New Reserve Bank Governor Michelle Bullock has been urged to act with sensitivity and be aware of the impact on business in guiding the RBA on future interest rate decisions.

National Retail Association CEO Greg Griffith said the new Governor is walking into the job at a tough time but urged Ms. Bullock to learn from the mistakes of the past and consider the impact future rate pain would have on small to medium-sized businesses.

“Since the RBA started lifting the cash rate in May last year, there have been 12 interest rate rises, totalling a combined 4 percent. As many have said, this is a case of too much, too late,’’ Mr Griffith said.

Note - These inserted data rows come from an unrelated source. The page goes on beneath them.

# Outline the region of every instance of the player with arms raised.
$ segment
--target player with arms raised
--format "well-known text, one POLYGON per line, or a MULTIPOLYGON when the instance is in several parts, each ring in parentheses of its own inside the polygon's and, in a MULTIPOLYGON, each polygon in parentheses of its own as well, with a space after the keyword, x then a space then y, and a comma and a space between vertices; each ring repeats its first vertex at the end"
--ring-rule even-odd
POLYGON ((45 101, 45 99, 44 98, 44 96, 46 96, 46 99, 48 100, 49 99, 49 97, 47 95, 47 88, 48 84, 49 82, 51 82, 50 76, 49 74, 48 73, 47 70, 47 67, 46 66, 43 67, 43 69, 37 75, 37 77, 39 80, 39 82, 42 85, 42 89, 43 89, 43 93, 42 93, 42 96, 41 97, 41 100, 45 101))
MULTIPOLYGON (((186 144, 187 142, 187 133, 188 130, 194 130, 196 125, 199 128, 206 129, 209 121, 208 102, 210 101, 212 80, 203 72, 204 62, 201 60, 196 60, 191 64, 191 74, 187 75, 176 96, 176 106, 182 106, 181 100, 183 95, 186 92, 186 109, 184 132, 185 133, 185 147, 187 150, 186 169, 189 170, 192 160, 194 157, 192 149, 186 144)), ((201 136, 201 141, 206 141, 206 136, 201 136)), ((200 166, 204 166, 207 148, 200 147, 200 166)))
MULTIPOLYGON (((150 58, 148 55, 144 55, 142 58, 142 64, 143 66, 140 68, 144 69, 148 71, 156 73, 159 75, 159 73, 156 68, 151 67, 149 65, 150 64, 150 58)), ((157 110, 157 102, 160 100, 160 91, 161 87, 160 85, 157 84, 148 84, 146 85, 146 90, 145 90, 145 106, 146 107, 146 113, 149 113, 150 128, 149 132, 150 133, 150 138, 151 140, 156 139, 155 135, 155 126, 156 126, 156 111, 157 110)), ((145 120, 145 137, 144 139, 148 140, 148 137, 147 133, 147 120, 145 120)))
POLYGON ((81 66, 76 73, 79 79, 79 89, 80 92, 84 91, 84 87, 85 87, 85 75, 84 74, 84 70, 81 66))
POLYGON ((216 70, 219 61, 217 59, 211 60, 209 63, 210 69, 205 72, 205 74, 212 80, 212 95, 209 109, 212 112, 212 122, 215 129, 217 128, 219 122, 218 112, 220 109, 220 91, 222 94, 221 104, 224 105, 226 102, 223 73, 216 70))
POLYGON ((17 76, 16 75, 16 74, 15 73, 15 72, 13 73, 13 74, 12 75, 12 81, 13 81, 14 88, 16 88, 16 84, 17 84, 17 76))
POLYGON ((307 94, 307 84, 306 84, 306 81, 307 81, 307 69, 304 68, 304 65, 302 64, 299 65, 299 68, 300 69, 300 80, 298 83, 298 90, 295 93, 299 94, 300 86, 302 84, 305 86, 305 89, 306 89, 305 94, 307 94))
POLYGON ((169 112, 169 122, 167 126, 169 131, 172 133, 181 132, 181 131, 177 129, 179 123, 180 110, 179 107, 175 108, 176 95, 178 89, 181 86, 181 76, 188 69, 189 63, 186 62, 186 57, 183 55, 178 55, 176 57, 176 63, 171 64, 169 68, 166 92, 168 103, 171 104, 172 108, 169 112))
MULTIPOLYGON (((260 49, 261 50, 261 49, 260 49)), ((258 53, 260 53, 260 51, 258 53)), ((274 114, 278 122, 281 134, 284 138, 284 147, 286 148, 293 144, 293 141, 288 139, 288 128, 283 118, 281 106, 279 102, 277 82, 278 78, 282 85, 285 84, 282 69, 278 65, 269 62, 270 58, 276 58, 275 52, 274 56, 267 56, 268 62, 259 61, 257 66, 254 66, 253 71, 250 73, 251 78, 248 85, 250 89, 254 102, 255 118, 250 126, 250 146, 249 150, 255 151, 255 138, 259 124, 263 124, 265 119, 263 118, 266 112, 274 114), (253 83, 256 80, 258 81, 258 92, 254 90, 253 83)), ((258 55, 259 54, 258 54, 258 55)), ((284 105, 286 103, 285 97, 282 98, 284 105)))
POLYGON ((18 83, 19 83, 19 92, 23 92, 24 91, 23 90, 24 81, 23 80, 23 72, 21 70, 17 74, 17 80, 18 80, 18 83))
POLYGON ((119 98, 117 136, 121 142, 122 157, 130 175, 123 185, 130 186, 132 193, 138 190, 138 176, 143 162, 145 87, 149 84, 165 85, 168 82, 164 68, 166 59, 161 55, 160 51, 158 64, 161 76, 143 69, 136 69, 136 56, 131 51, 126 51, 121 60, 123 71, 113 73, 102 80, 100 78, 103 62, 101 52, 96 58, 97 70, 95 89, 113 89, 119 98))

“Our sector, the largest employer of retail workers in the country, is asking the new Governor to consider the impact 12 previous successive rate rises is having on business right now, rather than months down the track when economic indicators come in,’’ Mr. Griffith said.

“We would urge the Governor to learn from the lessons of the past and not act too late in putting the brakes on this policy direction.’’

Mr Griffith said the continued pressure from interest rate rises is putting many businesses and households with mortgages under pressure but those households without mortgages are not feeling this pain.

“The Governor needs to look at multiple indicators in the economy and make her decision carefully but we urge her to think clearly about the impact of rate rises and weigh this against their efficacy,’’ he said.

“The true story of retail sales figures reveals a more nuanced picture where some people and major drivers of the economy are feeling the pressure, while some are not.’’


The National Retail Association is the voice of modern retail, representing more than 60,000 stores across Australia.  It has been serving businesses in the retail and fast-food sectors for close to 100 years.